Please cite this article as: LU MM, PENG P, Hatsukami TS, YUAN F, CUI YY, ZHANG LC, QIAO HY, YUAN C, CAI JM, ZHAO XH. A comparison of carotid atherosclerosis in symptomatic patients between 2002–2005 and 2012–2015 cohorts using multi-contrast magnetic resonance vessel wall imaging. J Geriatr Cardiol 2021; 18(8): 623−630. DOI: 10.11909/j.issn.1671-5411.2021.08.006.
Citation: Please cite this article as: LU MM, PENG P, Hatsukami TS, YUAN F, CUI YY, ZHANG LC, QIAO HY, YUAN C, CAI JM, ZHAO XH. A comparison of carotid atherosclerosis in symptomatic patients between 2002–2005 and 2012–2015 cohorts using multi-contrast magnetic resonance vessel wall imaging. J Geriatr Cardiol 2021; 18(8): 623−630. DOI: 10.11909/j.issn.1671-5411.2021.08.006.

A comparison of carotid atherosclerosis in symptomatic patients between 2002–2005 and 2012–2015 cohorts using multi-contrast magnetic resonance vessel wall imaging

  •  OBJECTIVE To compare the morphological and compositional characteristics of carotid plaques in two cohorts (2002−2005 and 2012−2015) of Chinese patients using magnetic resonance vessel wall imaging.

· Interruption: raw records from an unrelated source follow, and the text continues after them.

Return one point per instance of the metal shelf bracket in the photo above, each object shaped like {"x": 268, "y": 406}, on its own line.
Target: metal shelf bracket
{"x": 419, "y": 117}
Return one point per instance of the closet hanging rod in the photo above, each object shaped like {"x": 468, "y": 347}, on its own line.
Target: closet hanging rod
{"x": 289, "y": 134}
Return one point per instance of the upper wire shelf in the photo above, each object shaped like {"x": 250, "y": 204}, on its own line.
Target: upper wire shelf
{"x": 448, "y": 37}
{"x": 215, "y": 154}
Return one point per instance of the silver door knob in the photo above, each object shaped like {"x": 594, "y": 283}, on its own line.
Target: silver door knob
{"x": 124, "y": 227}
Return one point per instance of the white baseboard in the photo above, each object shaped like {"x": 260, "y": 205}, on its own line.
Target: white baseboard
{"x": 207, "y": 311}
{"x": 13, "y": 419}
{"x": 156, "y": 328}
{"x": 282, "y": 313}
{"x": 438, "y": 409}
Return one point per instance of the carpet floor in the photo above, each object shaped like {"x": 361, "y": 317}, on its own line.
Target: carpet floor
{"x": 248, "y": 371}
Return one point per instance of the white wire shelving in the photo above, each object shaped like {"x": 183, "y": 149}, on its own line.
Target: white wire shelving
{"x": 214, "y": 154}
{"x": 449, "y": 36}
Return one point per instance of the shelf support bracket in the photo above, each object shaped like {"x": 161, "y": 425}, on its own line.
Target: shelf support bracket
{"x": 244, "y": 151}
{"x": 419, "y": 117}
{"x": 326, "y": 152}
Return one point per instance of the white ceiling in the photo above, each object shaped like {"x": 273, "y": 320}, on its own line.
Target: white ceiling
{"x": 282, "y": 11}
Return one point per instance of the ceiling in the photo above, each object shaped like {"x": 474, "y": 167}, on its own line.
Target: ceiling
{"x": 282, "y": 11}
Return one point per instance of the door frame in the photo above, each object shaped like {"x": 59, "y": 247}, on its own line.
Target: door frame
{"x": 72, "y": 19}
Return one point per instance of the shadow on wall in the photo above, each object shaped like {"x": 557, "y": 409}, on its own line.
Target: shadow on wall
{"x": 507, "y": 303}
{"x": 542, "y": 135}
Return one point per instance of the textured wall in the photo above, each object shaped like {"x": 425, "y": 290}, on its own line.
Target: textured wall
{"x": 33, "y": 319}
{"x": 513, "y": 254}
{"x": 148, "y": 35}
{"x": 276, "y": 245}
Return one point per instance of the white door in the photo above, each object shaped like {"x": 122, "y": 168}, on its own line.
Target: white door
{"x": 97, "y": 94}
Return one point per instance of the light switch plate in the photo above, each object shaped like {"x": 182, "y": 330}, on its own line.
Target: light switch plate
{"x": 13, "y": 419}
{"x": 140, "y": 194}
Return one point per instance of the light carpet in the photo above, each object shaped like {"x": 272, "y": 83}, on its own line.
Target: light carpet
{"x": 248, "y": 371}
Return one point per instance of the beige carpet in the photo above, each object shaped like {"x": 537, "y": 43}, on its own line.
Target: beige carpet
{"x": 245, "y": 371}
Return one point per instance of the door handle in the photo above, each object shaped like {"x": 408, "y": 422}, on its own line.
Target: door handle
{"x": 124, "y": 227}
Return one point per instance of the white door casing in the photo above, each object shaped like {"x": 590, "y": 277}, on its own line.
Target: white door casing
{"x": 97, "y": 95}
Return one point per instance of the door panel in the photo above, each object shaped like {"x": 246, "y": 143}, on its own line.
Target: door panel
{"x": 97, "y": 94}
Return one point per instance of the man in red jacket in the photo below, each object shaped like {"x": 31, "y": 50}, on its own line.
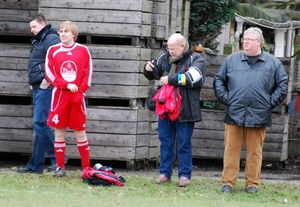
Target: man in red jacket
{"x": 69, "y": 70}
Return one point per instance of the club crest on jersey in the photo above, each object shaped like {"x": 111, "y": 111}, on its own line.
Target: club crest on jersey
{"x": 68, "y": 71}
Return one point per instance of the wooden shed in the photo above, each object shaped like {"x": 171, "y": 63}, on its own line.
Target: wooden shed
{"x": 122, "y": 36}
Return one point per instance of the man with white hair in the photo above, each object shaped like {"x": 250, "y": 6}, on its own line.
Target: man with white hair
{"x": 250, "y": 83}
{"x": 184, "y": 69}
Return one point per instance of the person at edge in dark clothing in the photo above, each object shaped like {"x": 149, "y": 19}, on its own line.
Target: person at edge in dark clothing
{"x": 181, "y": 67}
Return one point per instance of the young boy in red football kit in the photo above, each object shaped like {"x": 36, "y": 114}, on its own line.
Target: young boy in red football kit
{"x": 68, "y": 68}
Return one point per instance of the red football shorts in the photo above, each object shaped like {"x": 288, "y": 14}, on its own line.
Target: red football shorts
{"x": 67, "y": 110}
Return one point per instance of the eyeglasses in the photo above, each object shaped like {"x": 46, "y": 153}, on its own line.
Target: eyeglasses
{"x": 248, "y": 39}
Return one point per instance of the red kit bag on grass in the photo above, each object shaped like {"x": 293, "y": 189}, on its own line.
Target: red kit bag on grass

     METHODS Symptomatic patients with carotid atherosclerotic plaques who underwent carotid vessel wall magnetic resonance imaging between 2002−2005 and 2012−2015 were retrospectively recruited. Plaque morphology including mean wall area, wall thickness, and maximum normalized wall index (NWI) and composition including calcification, intraplaque hemorrhage, and lipid-rich necrotic core (LRNC) in symptomatic carotid arteries were evaluated and compared between patients in these two time periods.

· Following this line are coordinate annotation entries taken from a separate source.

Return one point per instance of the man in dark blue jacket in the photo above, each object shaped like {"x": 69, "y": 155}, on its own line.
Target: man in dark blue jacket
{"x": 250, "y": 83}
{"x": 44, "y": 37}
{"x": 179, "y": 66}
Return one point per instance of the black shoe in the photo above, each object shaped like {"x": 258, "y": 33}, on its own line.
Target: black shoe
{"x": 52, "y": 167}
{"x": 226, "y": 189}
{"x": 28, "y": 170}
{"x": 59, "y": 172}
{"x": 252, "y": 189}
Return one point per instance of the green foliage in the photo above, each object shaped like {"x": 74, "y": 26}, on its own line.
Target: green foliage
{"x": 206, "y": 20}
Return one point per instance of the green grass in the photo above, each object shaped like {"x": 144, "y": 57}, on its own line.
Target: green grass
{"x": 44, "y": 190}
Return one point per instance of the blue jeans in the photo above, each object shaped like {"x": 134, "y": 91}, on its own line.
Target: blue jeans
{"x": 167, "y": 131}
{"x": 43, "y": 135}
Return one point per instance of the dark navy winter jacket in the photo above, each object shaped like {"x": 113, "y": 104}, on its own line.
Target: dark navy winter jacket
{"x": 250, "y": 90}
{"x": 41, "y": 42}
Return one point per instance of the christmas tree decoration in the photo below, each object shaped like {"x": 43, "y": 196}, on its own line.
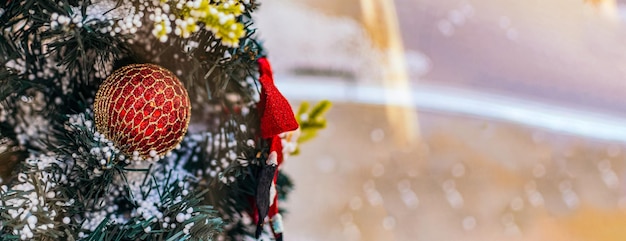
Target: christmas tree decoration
{"x": 277, "y": 118}
{"x": 143, "y": 108}
{"x": 79, "y": 105}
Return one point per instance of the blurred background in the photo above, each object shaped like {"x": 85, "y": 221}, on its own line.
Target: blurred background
{"x": 456, "y": 119}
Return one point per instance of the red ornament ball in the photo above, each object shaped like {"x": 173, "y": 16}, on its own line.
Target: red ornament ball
{"x": 142, "y": 107}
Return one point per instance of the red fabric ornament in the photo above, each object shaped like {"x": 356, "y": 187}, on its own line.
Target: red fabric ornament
{"x": 142, "y": 107}
{"x": 276, "y": 118}
{"x": 276, "y": 114}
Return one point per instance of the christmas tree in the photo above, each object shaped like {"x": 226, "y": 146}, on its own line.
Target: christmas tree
{"x": 141, "y": 120}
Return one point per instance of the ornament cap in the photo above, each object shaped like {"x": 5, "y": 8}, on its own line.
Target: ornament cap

     RESULTS A total of 258 patients, including 129 patients in the 2002−2005 cohort and 129 patients in the 2012−2015 cohort, were recruited. Statin use (49.6% vs. 32.6%, P = 0.004) and hypertension (76.0% vs. 62.8%, P = 0.015) were significantly more common in the 2012–2015 cohort than in the 2002−2005 cohort. Patients in the 2012−2015 cohort also exhibited significantly low plaque burden parameters (all P < 0.05), as well as a lower prevalence (68.2% vs. 89.9%, P < 0.001) and volume percentages of LRNC (11.2% ± 14.2% vs. 25.7% ± 17.7%, P < 0.001). These differences remained significant after adjustment for clinical factors. The differences in the volume percentages of LRNC also remained significant after an additional adjustment for maximum NWI (P < 0.001).
     CONCLUSIONS Patients in the 2012−2015 cohort had a lower plaque burden and volume percentages of LRNC in symptomatic carotid arteries than those in the 2002−2005 cohort. These findings indicate that carotid plaques in the recent cohort had a lower severity and vulnerability.